「ロヒンギャ 差別の深層」宇田有三著
3年前の夏、70万人を超えるロヒンギャの人々が、ミャンマーから隣国バングラデシュへ逃れたニュースが世界中に流れた。
軍事独裁国家から民政移管され、民主化活動家のアウン・サン・スー・チー氏が国家指導者となったミャンマーでの出来事に注目が集まり、国際社会には当初、彼女が問題解決に積極的に取り組むだろうとの安易な期待があった。しかし、解決の道は遠く、祖国に帰れぬままの難民たちは、今も苦渋の生活を強いられている。
そもそも、ロヒンギャ難民のバングラデシュへの流出は、これまでも軍政時代の1978年に約20万人、そして同じく1991年に約25万人と、2回起きており、3年前に突然始まったわけではない。
本書は、軍政時代の1993年から潜入取材を続け、ミャンマー全土を踏破したフォトジャーナリストが、ロヒンギャの人々が置かれた構造的差別の実態を伝えるフォトリポート。
ロヒンギャは世界で最も虐げられている少数者と呼ばれる。
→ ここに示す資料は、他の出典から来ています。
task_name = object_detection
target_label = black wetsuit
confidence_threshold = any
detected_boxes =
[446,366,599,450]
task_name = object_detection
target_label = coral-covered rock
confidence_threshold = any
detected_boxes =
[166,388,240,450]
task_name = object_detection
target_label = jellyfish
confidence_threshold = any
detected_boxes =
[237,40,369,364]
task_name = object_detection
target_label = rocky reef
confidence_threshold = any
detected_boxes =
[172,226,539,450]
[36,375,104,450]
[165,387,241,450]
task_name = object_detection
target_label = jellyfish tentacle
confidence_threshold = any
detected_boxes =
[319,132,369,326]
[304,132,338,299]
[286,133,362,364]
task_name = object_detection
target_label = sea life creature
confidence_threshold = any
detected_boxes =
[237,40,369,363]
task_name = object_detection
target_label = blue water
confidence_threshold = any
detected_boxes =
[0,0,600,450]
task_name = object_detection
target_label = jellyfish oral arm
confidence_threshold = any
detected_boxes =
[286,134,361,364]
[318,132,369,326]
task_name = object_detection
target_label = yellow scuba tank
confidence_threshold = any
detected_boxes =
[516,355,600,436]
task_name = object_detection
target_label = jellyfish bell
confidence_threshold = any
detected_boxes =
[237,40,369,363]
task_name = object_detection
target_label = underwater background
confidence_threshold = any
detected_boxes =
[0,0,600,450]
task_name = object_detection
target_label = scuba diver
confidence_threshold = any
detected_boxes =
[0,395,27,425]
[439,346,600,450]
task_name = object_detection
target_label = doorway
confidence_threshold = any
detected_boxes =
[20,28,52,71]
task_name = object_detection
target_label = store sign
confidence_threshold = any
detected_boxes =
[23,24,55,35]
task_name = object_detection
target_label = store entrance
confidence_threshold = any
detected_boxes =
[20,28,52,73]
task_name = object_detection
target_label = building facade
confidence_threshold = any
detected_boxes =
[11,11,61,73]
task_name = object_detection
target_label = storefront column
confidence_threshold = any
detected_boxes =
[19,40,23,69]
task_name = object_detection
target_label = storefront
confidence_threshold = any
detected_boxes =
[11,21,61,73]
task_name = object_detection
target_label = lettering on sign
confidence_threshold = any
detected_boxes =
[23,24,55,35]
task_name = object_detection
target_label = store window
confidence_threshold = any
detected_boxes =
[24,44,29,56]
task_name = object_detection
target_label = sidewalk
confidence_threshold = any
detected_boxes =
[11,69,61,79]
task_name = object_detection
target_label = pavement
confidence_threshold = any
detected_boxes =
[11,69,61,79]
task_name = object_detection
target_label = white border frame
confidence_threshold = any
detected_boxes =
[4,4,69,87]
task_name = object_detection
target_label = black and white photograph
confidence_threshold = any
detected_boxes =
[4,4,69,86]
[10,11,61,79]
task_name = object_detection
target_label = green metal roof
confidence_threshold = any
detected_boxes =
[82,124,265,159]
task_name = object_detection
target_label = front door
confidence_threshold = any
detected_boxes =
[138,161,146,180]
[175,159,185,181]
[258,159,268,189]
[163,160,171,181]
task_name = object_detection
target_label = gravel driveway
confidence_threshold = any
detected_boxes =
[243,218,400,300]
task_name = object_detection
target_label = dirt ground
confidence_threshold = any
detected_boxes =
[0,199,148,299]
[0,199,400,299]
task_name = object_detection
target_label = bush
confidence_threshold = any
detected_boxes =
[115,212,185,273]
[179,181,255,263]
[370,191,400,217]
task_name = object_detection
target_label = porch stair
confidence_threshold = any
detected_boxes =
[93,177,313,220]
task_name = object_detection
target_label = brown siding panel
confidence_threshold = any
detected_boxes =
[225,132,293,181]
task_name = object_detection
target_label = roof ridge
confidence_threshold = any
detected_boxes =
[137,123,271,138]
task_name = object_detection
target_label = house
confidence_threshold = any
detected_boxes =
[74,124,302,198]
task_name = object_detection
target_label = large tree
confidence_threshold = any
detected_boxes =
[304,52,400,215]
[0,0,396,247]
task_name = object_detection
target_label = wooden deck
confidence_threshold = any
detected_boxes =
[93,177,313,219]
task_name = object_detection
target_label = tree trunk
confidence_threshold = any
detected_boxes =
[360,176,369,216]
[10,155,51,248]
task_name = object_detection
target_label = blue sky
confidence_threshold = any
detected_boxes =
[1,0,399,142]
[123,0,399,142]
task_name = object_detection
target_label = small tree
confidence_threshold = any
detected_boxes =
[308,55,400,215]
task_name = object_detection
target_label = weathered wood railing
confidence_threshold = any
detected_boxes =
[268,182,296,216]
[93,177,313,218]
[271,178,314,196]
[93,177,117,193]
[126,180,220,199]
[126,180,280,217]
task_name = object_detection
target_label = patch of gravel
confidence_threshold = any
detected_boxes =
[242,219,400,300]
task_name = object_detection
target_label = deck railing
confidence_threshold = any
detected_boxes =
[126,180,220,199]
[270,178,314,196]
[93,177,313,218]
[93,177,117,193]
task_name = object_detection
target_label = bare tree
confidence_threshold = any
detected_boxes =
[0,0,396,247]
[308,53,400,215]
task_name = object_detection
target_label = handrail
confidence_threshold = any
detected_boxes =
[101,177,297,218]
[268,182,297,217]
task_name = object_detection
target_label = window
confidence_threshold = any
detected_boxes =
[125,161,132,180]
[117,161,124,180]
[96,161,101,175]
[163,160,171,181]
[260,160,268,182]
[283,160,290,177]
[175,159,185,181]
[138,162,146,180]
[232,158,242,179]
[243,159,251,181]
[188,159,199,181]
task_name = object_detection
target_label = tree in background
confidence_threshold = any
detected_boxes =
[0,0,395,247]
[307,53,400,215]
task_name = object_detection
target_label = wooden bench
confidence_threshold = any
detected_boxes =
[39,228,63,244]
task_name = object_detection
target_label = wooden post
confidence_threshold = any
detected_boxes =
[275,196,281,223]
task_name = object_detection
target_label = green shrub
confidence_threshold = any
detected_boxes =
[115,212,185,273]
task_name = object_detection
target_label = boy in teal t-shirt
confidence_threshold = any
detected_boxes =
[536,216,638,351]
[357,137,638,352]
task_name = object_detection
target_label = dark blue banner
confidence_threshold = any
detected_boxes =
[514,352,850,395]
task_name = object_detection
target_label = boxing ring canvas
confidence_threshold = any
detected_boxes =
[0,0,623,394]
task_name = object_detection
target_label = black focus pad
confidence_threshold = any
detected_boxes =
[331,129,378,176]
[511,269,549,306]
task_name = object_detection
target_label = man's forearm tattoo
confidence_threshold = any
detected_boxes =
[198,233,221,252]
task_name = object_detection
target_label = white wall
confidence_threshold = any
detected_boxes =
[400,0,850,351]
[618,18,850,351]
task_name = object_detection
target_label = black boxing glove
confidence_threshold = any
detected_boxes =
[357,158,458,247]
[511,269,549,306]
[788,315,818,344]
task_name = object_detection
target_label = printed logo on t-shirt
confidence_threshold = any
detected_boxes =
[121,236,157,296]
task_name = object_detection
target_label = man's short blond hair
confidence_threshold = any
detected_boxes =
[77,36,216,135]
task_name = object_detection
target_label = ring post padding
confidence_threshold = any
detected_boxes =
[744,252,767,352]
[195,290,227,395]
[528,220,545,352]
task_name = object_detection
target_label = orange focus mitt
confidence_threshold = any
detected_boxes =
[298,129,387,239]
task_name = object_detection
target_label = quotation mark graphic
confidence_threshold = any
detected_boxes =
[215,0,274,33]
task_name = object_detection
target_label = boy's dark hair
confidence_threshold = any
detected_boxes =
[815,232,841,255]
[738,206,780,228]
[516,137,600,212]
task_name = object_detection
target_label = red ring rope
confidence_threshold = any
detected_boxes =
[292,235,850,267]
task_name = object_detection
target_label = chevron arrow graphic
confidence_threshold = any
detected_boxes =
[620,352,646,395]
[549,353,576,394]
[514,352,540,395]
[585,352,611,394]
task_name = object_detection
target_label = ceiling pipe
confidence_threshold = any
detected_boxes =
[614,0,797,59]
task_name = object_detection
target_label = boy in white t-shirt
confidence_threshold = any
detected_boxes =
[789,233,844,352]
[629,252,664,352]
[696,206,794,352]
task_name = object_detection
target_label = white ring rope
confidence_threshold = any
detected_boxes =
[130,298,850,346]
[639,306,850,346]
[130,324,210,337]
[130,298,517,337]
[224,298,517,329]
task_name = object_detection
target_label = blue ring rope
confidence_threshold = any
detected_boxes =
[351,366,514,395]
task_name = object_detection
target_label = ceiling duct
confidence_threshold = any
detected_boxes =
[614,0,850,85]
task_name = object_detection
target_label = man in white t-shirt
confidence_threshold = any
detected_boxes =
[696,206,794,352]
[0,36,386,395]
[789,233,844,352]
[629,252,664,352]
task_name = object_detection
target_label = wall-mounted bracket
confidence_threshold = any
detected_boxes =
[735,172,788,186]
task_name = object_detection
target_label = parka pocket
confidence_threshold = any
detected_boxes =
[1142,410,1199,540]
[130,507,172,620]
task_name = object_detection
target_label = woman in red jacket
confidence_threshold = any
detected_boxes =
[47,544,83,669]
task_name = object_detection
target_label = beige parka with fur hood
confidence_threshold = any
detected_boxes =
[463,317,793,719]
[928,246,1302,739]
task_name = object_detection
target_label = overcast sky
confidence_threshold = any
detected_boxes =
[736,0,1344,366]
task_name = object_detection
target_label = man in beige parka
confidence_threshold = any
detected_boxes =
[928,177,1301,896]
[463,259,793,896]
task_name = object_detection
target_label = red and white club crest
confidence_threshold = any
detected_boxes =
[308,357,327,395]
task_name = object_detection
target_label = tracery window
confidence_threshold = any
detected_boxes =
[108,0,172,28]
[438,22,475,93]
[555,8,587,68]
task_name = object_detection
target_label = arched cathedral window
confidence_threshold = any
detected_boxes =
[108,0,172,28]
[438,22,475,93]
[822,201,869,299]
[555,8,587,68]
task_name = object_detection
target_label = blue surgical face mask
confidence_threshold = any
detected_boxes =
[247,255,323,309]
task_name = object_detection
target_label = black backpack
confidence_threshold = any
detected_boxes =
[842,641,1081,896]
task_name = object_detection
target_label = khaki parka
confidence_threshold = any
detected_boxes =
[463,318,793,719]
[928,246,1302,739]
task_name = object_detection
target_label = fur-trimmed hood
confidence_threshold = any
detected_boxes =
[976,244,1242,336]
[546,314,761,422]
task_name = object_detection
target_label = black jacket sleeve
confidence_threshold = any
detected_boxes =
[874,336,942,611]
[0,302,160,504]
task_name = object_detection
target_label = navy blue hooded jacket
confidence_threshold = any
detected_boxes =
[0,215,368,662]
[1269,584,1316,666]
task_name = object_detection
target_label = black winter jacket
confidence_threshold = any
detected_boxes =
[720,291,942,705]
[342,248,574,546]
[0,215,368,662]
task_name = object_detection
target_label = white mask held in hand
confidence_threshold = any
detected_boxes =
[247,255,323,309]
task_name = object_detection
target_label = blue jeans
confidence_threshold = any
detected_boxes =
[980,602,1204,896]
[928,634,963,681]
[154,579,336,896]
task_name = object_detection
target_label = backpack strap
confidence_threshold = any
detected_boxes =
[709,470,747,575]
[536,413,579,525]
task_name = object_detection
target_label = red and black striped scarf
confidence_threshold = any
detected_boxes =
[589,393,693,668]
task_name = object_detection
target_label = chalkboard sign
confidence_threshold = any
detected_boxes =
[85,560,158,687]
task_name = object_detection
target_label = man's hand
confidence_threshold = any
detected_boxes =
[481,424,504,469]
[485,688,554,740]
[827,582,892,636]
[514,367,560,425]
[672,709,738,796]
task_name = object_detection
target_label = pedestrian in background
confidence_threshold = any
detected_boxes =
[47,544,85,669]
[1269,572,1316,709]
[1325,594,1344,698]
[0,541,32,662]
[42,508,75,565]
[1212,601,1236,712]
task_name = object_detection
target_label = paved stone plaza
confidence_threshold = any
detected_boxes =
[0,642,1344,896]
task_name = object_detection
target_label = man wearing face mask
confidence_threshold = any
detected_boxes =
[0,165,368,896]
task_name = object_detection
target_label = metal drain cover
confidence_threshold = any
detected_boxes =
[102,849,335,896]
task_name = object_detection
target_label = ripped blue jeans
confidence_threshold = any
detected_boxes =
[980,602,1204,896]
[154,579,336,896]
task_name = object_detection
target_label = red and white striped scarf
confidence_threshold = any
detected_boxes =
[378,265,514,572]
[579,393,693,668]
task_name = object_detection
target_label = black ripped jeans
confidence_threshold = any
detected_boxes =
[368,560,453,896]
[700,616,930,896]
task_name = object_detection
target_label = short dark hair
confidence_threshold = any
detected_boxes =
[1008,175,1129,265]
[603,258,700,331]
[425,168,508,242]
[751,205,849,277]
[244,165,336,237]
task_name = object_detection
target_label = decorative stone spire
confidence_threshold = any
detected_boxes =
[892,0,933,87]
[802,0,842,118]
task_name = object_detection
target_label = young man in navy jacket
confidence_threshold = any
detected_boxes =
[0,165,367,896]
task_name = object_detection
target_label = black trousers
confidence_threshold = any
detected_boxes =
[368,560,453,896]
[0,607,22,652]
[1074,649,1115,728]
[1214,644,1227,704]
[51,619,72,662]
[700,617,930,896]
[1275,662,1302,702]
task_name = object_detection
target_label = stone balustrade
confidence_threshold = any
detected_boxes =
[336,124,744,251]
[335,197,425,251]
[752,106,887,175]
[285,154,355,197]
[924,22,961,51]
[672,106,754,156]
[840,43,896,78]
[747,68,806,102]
なぜなら紛争国を脱出した難民とは異なり、ロヒンギャはミャンマーで国籍を剥奪された無国籍者だからだ。
また、ロヒンギャ問題は、民族問題のひとつとみられがちだが、彼らが求めてきたのは「民族としてのロヒンギャ」ではなく、「ムスリム(イスラム教徒)としてのロヒンギャ」だという。
彼らが迫害を受けるようになった問題の根底にあるのは、実は半世紀続いたミャンマーの軍事独裁政権が、上座部仏教徒が多数派を占める社会で、その権力基盤を強化するために、人々のイスラムに対する差別的な潜在意識を刺激してつくり出した政策だという。
そうしたロヒンギャ難民が生まれた複雑な背景や歴史を、写真とともに解説してくれる渾身作。